Hepatitis C virus (HCV) dysregulates innate immune responses and induces persistent viral infection. We previously demonstrated that HCV core protein impairs IL-12 expression by monocytes/macrophages (M/MΦs) through interaction with a complement receptor gC1qR. Because HCV core-mediated lymphocyte dysregulation occurs through the negative immunomodulators programmed death-1 (PD-1) and suppressor of cytokine signaling-1 (SOCS-1), the aim of this study was to examine their role in HCV core-mediated IL-12 suppression in M/MΦs. We analyzed TLR-stimulated, primary CD14+ M/MΦs from chronically HCV-infected and healthy subjects or the THP-1 cell line for PD-1, SOCS-1, and IL-12 expression following HCV core treatment. M/MΦs from HCV-infected subjects at baseline exhibited comparatively increased PD-1 expression that significantly correlated with the degree of IL-12 inhibition. M/MΦs isolated from healthy and HCV-infected individuals and treated with HCV core protein displayed increased PD-1 and SOCS-1 expression and decreased IL-12 expression, an effect that was also observed in cells treated with gC1qR’s ligand, C1q. Blocking gC1qR rescued HCV core-induced PD-1 upregulation and IL-12 suppression, whereas blocking PD-1 signaling enhanced IL-12 production and decreased the expression of SOCS-1 induced by HCV core. Conversely, silencing SOCS-1 expression using small interfering RNAs increased IL-12 expression and inhibited PD-1 upregulation.

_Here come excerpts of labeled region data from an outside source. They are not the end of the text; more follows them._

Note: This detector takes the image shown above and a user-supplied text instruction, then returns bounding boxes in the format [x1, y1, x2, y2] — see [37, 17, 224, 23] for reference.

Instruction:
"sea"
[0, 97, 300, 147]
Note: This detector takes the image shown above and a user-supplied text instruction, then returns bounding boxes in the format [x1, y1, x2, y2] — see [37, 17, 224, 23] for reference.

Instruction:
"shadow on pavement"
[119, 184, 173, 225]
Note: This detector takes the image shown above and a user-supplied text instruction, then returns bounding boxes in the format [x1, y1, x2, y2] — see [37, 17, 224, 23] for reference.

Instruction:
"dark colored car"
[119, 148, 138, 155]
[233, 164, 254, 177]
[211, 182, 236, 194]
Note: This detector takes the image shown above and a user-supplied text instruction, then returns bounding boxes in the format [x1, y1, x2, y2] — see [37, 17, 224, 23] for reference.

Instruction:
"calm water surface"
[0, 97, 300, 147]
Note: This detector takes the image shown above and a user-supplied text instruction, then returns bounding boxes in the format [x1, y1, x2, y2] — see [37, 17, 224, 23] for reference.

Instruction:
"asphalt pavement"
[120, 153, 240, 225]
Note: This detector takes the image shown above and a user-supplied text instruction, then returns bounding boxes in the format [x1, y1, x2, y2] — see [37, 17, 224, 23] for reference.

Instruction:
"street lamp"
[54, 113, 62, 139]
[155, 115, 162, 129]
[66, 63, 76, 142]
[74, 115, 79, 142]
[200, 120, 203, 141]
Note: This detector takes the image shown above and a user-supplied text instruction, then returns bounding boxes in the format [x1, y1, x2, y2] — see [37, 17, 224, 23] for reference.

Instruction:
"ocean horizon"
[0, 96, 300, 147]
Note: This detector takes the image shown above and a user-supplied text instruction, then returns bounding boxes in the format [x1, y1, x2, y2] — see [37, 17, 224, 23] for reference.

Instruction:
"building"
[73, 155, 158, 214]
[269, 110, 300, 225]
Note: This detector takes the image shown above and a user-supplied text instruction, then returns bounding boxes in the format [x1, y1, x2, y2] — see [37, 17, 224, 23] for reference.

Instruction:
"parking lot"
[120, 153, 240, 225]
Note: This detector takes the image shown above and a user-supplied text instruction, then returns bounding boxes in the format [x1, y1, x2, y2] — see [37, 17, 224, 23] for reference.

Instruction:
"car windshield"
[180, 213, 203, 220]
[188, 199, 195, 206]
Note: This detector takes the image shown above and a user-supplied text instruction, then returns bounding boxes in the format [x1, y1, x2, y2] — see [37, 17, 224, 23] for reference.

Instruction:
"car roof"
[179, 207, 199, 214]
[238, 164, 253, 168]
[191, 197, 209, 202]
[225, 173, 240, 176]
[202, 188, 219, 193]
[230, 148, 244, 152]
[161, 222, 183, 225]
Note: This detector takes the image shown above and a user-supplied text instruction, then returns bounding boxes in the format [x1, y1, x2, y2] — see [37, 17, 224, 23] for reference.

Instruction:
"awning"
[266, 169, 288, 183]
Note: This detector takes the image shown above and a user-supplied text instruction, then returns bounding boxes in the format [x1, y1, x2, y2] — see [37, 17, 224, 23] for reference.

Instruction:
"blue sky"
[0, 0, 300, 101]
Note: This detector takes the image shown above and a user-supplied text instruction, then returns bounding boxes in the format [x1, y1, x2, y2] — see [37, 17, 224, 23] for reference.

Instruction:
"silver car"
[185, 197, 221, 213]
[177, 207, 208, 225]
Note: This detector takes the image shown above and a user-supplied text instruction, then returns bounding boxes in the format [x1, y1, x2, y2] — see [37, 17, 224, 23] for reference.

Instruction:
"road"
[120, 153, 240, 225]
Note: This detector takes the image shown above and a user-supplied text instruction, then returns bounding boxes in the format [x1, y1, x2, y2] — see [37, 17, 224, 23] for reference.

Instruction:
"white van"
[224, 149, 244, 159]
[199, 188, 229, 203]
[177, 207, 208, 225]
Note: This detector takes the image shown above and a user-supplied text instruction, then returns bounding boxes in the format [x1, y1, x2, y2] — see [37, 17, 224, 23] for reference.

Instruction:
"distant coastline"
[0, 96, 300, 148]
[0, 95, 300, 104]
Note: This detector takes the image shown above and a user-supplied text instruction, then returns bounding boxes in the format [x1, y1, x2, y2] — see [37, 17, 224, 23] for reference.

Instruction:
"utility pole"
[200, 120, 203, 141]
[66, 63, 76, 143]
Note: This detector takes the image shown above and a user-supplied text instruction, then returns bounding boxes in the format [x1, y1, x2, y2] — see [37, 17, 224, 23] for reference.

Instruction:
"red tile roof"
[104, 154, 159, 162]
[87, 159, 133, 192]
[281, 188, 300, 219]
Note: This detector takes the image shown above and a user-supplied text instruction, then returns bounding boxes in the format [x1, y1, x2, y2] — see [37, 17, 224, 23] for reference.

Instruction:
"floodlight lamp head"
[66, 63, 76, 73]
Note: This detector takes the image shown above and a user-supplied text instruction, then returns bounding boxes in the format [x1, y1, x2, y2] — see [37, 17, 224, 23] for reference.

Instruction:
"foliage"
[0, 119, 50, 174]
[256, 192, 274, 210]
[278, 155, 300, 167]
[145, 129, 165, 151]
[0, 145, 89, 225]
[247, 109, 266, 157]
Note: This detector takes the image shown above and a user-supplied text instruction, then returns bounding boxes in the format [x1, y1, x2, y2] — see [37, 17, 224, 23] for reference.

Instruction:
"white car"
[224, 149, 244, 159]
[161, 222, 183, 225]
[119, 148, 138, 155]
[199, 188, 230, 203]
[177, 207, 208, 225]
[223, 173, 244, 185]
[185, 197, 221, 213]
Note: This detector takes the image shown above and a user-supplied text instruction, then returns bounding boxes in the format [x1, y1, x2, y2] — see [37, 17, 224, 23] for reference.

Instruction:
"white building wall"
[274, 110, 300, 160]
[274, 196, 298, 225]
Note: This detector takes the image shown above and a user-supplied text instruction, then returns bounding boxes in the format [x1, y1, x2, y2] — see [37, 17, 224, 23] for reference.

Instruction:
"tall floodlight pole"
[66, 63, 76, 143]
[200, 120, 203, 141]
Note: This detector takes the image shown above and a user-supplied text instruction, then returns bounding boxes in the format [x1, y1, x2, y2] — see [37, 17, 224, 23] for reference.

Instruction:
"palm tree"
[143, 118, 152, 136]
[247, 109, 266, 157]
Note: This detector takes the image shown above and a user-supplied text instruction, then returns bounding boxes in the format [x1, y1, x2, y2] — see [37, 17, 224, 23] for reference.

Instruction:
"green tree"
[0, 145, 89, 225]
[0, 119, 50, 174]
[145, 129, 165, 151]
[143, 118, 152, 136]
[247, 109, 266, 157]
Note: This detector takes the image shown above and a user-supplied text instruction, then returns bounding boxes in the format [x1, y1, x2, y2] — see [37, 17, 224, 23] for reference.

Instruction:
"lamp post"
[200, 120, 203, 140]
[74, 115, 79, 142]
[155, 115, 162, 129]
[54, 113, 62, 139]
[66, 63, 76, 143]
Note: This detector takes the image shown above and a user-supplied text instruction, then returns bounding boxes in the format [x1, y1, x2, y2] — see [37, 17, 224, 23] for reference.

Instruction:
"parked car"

PD-1 and SOCS-1 were found to associate by coimmunoprecipitation studies, and blocking PD-1 or silencing SOCS-1 in M/MΦ led to activation of STAT-1 during TLR-stimulated IL-12 production. These data suggested that HCV core/gC1qR engagement on M/MΦs triggers the expression of PD-1 and SOCS-1, which can associate to deliver negative signaling to TLR-mediated pathways controlling expression of IL-12, a key cytokine linking innate and adaptive immunity.